You guessed it. So far, only few new insights and recipes of cuisine in the Delta have come up. Here are some of my favorites that I want to try. Knowledge I possess on the other hand so far so consistently used never seen in fish cuisine. No wonder, if you eat fish three times a day. Everything it takes salt, pepper, oil, tomatoes, hot peppers, zucchetti, onions, garlic, potatoes, herbs, flour, potato starch and all without spirits and brewed water. Never before I enjoyed such a consistent and archaic fish cuisine. I'll keep it short, because it would go beyond the size of the blog.

To try:

- Large pieces of fatty fish such as carp first deep fry - removes the water. Then cook in a homemade tomato sauce in the oven for about 1h. The removal of the water leads to the fact that the aroma of the sauce is virtually absorbed by the fish, i.e. transferred - the cracker.

- Fish sausage - first hang the fish in the smoke or indirectly without cooking - cold smoke. Then cut the fish into small pieces, mix with boiled potatoes - is the binder - vegetables, salt, pepper and a little oil. Fill this mass into skins quasi like a sausage spiral

- Add salted and air-dried fish to the unsalted water of boiled potatoes about halfway through the cooking time. Boil the potatoes of medium size, uncut. The potatoes and the water remove most of the salt from the dried fish.

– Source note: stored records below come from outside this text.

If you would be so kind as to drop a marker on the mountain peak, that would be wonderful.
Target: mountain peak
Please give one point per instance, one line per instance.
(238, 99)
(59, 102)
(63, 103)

Portuguese or Nordic stockfish I would still water or boil from the beginning and add the potatoes later

- First salt the filleted fish and dry it in the sun (oven max. 40-50 degrees approx. 4-8h). Now smoke the still semi-raw fish cold. The smoke must not exceed 40-50 degrees, so that the protein does not coagulate. Refrigerate

- Make a mixture with coarse pre-cooked polenta - you can also use a leftover polenta without cheese - with mashed fish (2-3 kinds), finely chopped vegetables, eggs and spices. Then coat them in coarse and raw polenta (breadcrumbs). Fry in oil and serve

- Mash fish eggs (trout, pike-perch...) with little cooked potatoes and mix. Add a little garlic sauce. Done. For breakfast as a spread - pure pleasure

Birds I could and wanted to photograph only a few. My equipment for this is simply unsuitable. I photographed sections of the delta to get an impression. In addition, there are bread-stealing chickens, swimming cows, water lilies, grass carpets that have the task to clean the water, huge trees overgrown by wild vines and forests. I don't know where to go on with over 30 different ecosystems in the delta. Make yourselves a picture. The Danube Delta and Romania in particular, are worth more than one trip. The people and the diverse natural resources are misunderstood and misrepresented. The reality is another than it the media and prejudices like a Fata Morgana. In addition, very inexpensive, if cities are avoided. In cities and tourist strongholds are often almost Swiss prices. Who pays attention to this has much less to do with the rogues of fraud and theft.